Mlliyet Milliyet Blog Milliyet Blog
 
Facebook Connect
Blog Kategorileri
 

29 Mayıs '15

 
Kategori
Mizah
 

Ankara'da bir gazeteci ... :))

Ankara'da bir gazeteci ... :))
 

net'ten :) GAZATACI....:)


Ankara'daki bağ evimizi ve çevresini gecekondu rantiyecilerinden kurtarmak için az yazıp çizmedik...

Birilerinin ata yadigarı topraklarımızı 'Parselleme hevesini '' kursağında bıraktık...

Sonunda hukuki zaferle sonuçlanan, uzun soluklu emlak savaşımızı kazandıktan sonra, oldukça değerli bir bölge haline gelen mahallemizde yeniden yapılanma çalışmalarımız sürerken doğal olarak belediyelere, tapu, elektrik, su; doğalgaz  vs.dairelerine işimiz düşüyor tabi...

Bu ülkede, hastaneye, hapishaneye, Adliyeye(Saray güya ),devlet dairelerine işiniz düşmeye görsün...

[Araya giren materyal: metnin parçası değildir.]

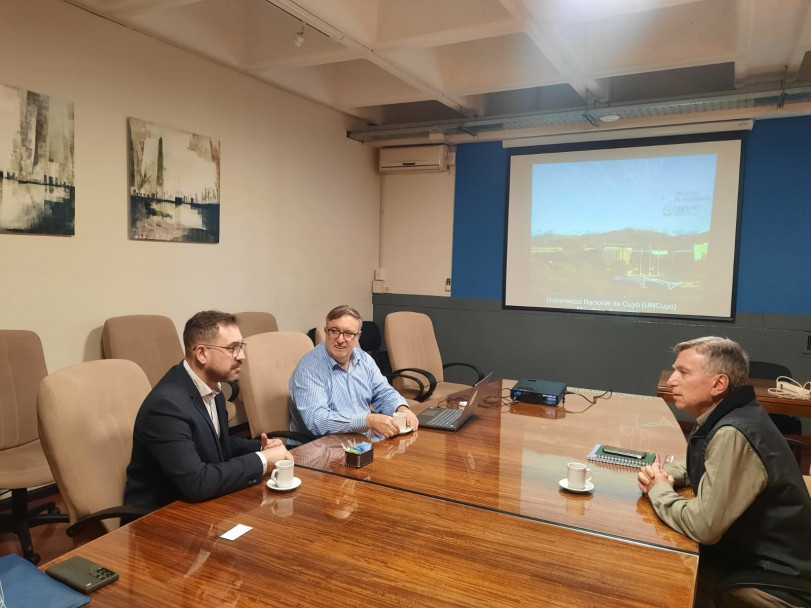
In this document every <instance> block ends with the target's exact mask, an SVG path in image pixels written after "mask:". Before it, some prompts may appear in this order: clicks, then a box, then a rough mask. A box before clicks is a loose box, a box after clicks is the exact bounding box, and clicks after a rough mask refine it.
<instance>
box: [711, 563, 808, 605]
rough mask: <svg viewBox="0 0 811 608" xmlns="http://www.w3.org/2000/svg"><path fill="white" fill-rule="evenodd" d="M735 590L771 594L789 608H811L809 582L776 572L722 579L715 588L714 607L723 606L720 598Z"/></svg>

Katula katula güleceğiniz seanslar başlamış demektir...(Sinirden tabi )    :))

Bugün git; yarın gel...

Benim memurum işini bilir...

Memleketi sen mi kurtaracaaan ?..

Devletin malı deniz, yemeyen domuz...

Devlet, alacağına şahin; vereceğine tosbağa...

vs...vs...gibi atalet ve basiretsizlik üzerine kurulmuş meşhur felsefi(?) üretmeler, bu bozuk düzende daha yıllarca süreceğe benzer...

......

İnşaat emlak ruhsat vs işleri için semtimizdeki elektrik dağıtım ''Enerji....''müdürlüğüne işimiz düştü...

Heyhat!.. Enerji müdürlüğünde, enerji kesik!.. Sistemler felç...

Bankın arkasındaki güvenlikten sorumlu (?) süslü bayana bu ucube  durumu sorup  muhabbete başlıyoruz...

....

-Yahu enerji şirketinin de enerjisi kesilir mi ?.. Bu ne iştir ?..

-Saayın beyefendi, insanın bile enerjisi kesilmiyor mu ?. Kih..kiiihh?..hah haayy ?..

-Valla doğru söylüyon bacım da... hani gosgoca enerjiden sorumlu enerji şirketinde, enerji kesilir mi yahu ?..

- (Kız yan bakış atıp süzerek ) Allah yaratmadı ya...Valla benim bile bu yaşta enerjim bitik !..

- Ne alaka...kel alaka ?.. Şimdi biz nereye gidek ?..

-Beyefendi, Dışkapı Şubemizde enerji var... Beklerseniz enerji bize  de gelir şincik... belki kihh !..

-Size mi ?..Yani büronuza gelir demek istediniz sanırım !..

-Mevveett...kih kihh...

-Peki biz Dışkapıya gidek... Ama kınıyorum enerji müdürlüğünüzü...Yahu bir jeneratörünüz bile yok...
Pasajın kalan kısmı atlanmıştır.